By Rachael J. Mercer, Contributing Editor
Scott Orth, director, Internet Marketing Strategies, began his “Internet Marketing Strategies” course by informing attendees about statistics concerning the World Wide Web and its use.
“Fifty-nine percent of consumers begin looking for local business listings on Google, Yahoo!, or MSN, according to the findings issued by The Kelsey Group in March 2006,” said Orth. “Only around 33 percent of consumers begin by looking in the Yellow Pages, and even fewer – just 8 percent – rely on word-of-mouth to discover local businesses.”
Orth moved through his presentation by discussing search engines and the Internet, usability and site design, and pay-per-click (PPC) sponsored ads.
Today’s participants learned:
• Think about your user first. How will someone use your Web site?
• Think like a search engine when writing content and designing the layout of the site.
• Use analytics to track successes and opportunities.
“Most people tell me that they never realized there was so much involved in Internet marketing. It’s not just about keywords and placing an ad on Google,” said Orth. “There’s a ton of market, customer, and competitive research to be done before one can get started. Even with the research complete, there are still numerous steps in setting goals and building a strategy before you launch into Internet Marketing.”
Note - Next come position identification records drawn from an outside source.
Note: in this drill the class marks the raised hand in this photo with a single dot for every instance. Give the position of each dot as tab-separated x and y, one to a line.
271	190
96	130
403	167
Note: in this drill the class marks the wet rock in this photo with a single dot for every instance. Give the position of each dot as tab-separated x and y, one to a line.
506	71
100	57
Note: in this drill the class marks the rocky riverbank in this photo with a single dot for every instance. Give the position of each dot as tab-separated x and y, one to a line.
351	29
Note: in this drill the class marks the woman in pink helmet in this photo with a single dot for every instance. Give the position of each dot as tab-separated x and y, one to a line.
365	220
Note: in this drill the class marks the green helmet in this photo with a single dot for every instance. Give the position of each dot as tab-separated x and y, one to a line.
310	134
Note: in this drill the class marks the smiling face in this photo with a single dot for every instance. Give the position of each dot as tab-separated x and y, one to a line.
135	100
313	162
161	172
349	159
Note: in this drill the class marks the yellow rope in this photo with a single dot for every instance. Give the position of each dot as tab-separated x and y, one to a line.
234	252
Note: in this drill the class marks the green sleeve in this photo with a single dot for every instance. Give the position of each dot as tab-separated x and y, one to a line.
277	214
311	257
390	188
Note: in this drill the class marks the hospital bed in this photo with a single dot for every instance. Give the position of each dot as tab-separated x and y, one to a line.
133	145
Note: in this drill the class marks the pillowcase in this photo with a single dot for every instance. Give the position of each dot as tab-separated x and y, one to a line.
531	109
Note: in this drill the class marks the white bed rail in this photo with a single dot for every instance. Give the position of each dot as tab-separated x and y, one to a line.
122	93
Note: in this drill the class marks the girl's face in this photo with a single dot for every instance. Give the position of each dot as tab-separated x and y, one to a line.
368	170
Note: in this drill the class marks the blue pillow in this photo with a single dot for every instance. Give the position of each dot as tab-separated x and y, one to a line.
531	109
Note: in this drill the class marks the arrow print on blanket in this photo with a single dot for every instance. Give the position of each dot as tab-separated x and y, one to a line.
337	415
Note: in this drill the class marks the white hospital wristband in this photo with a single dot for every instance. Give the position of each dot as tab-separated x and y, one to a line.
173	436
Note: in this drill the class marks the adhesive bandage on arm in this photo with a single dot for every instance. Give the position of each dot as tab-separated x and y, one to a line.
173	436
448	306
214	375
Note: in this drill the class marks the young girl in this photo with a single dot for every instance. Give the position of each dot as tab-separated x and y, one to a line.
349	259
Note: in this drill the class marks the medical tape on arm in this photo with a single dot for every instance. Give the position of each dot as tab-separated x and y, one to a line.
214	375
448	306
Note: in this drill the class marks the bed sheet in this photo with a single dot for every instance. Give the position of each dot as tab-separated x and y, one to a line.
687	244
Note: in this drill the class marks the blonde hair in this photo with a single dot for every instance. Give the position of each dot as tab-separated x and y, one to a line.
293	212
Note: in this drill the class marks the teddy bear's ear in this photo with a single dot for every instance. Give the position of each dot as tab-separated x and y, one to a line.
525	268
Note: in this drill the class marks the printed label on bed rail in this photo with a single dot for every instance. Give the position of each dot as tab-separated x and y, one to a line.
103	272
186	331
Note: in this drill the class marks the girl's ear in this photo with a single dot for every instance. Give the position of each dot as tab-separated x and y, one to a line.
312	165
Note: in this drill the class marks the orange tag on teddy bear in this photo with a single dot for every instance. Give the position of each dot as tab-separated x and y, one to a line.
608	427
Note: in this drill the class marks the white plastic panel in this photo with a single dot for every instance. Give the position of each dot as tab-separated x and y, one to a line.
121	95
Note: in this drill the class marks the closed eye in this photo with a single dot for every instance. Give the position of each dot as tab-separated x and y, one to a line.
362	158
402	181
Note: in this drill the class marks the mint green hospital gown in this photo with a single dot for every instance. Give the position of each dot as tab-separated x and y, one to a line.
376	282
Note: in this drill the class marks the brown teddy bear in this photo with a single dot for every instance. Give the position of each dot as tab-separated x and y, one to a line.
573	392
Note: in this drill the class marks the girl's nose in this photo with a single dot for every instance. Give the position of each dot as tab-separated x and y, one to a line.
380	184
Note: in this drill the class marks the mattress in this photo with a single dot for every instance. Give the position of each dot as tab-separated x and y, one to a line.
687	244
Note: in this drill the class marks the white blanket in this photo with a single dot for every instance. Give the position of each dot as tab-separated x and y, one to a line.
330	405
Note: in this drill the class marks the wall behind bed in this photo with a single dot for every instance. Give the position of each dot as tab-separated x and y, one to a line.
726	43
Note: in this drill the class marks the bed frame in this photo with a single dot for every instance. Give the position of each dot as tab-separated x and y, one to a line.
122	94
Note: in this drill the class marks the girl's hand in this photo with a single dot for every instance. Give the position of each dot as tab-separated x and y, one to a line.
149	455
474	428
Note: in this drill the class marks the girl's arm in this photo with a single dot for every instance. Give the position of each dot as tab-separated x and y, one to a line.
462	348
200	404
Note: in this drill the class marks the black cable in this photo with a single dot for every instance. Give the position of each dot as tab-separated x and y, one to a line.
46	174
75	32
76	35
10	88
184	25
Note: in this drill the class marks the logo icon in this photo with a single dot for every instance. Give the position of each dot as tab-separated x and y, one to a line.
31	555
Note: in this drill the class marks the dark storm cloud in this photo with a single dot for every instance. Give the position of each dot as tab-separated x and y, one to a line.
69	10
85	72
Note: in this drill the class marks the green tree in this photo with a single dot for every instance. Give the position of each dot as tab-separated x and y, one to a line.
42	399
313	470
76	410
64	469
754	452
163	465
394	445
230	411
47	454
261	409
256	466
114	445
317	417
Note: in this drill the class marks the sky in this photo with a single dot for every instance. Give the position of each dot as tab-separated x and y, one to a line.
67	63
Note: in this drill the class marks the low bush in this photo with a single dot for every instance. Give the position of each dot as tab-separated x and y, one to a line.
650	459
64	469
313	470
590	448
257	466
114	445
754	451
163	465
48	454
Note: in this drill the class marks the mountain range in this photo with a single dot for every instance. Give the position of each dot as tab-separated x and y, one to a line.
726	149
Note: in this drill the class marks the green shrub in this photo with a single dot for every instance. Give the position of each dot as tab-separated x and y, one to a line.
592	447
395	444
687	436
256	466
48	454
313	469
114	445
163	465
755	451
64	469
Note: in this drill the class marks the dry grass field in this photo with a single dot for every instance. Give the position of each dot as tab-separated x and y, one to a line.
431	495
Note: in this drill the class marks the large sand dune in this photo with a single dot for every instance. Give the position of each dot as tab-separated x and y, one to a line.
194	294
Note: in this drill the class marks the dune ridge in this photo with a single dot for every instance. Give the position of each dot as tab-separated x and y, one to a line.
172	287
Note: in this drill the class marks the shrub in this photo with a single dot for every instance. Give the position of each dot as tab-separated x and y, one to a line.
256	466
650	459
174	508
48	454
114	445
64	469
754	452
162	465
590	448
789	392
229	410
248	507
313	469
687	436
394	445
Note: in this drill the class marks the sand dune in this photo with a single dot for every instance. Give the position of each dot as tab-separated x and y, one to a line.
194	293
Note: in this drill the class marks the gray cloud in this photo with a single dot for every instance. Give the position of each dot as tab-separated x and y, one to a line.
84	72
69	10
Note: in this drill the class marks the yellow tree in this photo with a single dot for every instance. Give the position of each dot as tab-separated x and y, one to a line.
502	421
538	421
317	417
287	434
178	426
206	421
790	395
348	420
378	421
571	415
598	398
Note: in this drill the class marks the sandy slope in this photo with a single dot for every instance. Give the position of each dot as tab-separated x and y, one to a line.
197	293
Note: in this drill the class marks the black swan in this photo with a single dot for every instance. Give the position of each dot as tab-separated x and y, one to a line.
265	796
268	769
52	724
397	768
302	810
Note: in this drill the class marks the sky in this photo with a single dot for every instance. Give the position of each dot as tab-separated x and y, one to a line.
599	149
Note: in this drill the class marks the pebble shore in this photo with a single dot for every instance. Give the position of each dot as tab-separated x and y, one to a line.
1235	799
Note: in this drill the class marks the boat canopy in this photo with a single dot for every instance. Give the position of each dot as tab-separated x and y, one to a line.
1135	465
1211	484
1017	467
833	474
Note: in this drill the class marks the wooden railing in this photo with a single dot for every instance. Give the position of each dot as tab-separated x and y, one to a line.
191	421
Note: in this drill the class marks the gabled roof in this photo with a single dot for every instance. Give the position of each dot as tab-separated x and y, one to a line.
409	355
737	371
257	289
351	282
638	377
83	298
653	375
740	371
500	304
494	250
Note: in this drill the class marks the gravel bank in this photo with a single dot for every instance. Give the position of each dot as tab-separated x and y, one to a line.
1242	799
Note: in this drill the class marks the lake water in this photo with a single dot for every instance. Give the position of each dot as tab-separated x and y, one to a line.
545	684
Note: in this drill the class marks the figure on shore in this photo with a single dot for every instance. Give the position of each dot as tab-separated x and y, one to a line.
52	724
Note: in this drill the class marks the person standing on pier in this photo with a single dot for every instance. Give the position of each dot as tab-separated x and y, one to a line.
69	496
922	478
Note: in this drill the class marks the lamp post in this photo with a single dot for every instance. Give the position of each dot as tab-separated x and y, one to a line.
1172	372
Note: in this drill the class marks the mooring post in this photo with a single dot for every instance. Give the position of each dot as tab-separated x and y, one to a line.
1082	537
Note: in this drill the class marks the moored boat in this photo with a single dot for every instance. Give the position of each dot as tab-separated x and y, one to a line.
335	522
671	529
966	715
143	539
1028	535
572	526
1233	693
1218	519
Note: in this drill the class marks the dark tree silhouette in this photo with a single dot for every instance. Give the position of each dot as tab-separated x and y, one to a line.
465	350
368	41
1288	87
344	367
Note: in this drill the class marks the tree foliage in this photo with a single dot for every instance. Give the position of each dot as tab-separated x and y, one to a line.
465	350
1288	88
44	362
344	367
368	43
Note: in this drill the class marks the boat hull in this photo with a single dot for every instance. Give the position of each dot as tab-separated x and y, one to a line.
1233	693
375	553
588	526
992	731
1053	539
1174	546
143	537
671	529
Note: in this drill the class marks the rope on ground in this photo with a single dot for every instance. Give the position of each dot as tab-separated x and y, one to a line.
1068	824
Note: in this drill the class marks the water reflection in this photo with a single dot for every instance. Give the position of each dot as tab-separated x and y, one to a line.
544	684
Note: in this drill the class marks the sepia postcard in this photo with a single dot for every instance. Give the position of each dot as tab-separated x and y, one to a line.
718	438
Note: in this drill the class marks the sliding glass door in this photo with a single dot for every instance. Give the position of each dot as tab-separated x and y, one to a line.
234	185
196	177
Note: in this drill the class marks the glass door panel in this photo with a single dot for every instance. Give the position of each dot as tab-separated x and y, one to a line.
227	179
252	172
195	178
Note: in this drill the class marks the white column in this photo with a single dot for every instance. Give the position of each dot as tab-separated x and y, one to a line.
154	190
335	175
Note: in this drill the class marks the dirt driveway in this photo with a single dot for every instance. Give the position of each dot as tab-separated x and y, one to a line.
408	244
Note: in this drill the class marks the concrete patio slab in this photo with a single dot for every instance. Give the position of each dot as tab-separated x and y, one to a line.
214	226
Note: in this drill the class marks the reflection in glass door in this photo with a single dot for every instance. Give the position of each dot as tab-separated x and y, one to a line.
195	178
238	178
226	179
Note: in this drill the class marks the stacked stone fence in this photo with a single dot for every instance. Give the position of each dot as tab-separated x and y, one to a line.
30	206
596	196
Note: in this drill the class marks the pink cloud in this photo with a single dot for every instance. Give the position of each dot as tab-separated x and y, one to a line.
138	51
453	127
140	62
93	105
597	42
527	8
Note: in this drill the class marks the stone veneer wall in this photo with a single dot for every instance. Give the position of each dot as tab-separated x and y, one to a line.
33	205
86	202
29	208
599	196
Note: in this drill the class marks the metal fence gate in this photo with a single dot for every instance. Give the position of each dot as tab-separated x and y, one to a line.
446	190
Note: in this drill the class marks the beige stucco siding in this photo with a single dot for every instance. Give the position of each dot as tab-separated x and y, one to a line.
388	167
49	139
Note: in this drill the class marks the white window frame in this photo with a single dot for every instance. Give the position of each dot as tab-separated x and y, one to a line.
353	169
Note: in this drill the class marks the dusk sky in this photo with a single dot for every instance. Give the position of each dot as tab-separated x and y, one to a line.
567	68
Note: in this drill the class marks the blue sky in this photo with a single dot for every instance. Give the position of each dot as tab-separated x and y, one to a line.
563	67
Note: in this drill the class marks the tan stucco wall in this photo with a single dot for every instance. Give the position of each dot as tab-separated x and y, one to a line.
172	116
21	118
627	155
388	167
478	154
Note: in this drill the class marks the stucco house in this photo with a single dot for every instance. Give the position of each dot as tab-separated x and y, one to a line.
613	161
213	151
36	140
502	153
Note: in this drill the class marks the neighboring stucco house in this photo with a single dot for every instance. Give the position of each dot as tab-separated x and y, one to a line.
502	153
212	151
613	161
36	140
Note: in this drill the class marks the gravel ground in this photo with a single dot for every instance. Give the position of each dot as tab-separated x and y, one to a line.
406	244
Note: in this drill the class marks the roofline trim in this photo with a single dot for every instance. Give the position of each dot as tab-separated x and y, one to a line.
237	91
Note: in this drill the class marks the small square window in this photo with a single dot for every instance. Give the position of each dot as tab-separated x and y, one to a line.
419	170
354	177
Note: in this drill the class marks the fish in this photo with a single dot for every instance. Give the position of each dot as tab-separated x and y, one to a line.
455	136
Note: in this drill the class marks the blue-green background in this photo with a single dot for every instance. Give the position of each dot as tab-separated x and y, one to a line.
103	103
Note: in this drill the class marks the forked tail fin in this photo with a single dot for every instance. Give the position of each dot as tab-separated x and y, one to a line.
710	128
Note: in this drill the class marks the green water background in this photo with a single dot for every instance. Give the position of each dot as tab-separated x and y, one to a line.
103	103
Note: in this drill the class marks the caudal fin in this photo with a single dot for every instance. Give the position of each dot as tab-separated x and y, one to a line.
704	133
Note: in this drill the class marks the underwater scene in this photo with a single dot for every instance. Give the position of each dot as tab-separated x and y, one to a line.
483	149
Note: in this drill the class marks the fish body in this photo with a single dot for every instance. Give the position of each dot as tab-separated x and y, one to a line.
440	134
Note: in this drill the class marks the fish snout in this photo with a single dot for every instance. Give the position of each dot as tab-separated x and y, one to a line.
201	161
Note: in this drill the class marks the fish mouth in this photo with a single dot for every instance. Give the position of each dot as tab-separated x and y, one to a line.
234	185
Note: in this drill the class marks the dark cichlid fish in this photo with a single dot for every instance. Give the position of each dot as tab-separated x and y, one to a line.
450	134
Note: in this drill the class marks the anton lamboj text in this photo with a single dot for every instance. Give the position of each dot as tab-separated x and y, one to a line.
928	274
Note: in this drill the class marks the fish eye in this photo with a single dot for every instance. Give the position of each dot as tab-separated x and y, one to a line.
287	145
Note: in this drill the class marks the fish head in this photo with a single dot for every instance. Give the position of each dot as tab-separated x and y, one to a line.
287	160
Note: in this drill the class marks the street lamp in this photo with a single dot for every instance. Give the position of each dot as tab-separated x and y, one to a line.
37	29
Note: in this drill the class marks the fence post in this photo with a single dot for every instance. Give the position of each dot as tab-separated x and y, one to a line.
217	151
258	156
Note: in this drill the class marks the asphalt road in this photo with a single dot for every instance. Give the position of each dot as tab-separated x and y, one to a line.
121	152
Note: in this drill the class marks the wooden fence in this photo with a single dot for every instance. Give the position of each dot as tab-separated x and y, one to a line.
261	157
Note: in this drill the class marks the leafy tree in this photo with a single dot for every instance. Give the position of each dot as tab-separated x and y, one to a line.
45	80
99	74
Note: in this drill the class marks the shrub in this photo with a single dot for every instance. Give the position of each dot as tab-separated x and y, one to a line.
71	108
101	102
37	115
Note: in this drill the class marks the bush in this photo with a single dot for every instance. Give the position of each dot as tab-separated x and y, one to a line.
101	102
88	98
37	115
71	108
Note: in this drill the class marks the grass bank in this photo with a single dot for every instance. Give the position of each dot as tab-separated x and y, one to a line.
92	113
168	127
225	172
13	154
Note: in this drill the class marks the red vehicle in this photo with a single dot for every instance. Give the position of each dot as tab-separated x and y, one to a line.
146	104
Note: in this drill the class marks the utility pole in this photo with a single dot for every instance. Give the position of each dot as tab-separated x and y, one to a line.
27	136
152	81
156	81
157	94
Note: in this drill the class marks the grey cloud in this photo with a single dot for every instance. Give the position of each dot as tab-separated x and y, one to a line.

Orth stressed Organic Optimization and how to set goals and track progress, while covering industry statistics and providing valuable information on how to build effective campaigns. “I want attendees to be flooded with information to think about while planning and setting up appropriate tracking methods,” said Orth. “I want them to be able to prove the success and profitability of their online campaign.”
Orth used a complex PowerPoint presentation to demonstrate effective and ineffective marketing strategies. Attendees were able to view actual Web sites, their home pages and search engine results as well. He encouraged participants to “plan, plan, plan.”
“Do your research, know your audience and plan your campaign,” he said. “This includes testing numerous variables throughout your campaign, tracking success and testing again. This allows better usability and will keep you ahead of your competitors.”
Along the lines of Web site design, Orth emphasized that attendees should be aware of how someone will use their Web sites, and where their sites fit in with the users’ research or shopping process. Once those things have been determined, attendees were urged to “think like search engines” paying particular attention to a simple and logical layout with content that uses key terms effectively.
In closing, Orth stressed “Don’t launch head first into an online campaign until you’ve talked to a professional. Making a few minor mistakes could cost months of lost search engine presence and online business.”